Implants and Pregnancy
Dental implant surgery is not recommended during pregnancy. Why is this the case?
- A dental implant sometimes requires bone grafting prior to implantation. This is performed when the patient's jaw bone lacks the density to support the implant, which is caused by bone resorption when the jaw no longer has to anchor the missing tooth. Bone grafting is often performed under general anesthesia.
- The implantation itself is typically performed under local anesthesia, although some patients may benefit from partial sedation during the process.
- Diagnostic testing is required prior to the process. This can include x-rays, and while these can safely be performed during pregnancy, dentists will prefer to avoid unnecessary radiation exposure to a pregnant patient, regardless of the minimal risk involved.
So essentially, dental implants are not recommended during pregnancy due to a combination of exposure to anesthesia, radiation exposure during diagnostic testing, and the physical demands of recovery. The risk of harm is extremely low; however, your dentist may suggest that any risk is unacceptable, and you'll probably agree. So what should be done about your missing tooth?
A Slight Delay
Your dentist will suggest that your dental implant is delayed until after you've given birth, eliminating the chance of any complications for your unborn baby.
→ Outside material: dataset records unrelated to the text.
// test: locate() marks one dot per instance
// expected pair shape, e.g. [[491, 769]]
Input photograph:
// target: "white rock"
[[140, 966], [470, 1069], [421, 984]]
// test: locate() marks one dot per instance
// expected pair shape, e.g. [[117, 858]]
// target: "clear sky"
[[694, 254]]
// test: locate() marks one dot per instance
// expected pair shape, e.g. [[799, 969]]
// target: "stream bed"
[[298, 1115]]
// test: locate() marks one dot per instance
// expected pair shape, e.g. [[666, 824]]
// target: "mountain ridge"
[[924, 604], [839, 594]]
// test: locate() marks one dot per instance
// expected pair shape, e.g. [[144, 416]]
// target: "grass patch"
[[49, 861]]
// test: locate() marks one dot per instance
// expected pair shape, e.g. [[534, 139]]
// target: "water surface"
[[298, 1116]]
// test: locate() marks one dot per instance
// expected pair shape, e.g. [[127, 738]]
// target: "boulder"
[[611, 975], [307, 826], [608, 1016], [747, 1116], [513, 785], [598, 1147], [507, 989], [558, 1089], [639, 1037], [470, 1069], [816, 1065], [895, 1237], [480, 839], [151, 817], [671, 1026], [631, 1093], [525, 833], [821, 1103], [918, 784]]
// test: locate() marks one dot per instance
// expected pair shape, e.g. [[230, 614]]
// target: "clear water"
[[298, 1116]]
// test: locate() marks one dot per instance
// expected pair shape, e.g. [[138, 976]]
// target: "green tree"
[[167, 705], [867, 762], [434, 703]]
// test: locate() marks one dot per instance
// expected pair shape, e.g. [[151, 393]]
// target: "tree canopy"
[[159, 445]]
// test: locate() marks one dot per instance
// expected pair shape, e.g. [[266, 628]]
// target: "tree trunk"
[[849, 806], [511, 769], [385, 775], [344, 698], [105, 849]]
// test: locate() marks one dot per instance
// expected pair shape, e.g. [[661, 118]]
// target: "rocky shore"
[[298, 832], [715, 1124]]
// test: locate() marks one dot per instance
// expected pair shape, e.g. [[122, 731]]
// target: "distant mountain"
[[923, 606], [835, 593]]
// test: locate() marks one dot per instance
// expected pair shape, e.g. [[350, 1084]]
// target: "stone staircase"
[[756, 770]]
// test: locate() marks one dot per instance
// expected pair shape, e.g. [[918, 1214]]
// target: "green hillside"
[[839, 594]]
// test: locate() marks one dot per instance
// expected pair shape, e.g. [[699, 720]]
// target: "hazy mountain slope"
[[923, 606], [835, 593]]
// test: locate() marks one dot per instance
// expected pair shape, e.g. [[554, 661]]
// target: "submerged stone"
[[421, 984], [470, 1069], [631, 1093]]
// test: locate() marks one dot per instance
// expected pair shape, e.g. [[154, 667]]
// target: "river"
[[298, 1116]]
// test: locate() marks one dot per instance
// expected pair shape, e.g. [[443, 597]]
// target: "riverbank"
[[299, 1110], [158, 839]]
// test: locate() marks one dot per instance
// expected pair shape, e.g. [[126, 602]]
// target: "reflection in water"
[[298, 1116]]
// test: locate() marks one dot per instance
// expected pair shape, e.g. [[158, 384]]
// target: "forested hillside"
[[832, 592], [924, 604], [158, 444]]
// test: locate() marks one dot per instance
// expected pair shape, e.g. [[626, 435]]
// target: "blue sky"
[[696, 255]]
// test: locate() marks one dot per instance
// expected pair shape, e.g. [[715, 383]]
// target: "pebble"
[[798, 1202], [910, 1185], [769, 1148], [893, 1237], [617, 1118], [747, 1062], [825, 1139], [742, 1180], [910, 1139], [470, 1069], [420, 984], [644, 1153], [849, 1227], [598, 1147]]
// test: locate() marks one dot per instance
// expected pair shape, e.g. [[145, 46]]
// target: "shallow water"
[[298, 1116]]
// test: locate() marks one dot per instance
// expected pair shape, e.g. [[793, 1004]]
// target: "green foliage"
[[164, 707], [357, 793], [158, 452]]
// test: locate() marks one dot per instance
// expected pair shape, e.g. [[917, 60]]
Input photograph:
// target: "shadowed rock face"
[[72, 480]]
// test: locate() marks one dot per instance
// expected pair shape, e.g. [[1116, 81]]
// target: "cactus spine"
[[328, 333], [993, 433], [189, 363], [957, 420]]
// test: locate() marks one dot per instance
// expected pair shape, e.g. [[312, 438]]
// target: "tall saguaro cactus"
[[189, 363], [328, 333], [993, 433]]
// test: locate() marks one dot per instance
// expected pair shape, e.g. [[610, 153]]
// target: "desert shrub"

This is in everyone's best interests, but it doesn't solve the problem of your missing tooth.
A Temporary Solution
While the dental implant will ultimately become the permanent replacement for your missing tooth, you should talk to your dentist about temporary replacements. These are largely cosmetic, but can efficiently conceal the gap in your smile. Your dentist might suggest a dental flipper, which is a single prosthetic tooth attached to a removable partial denture.
Your pregnancy can rule you out as a suitable candidate for a dental implant, but this is only temporary. You'll be able to safely undergo the process once your baby has been delivered.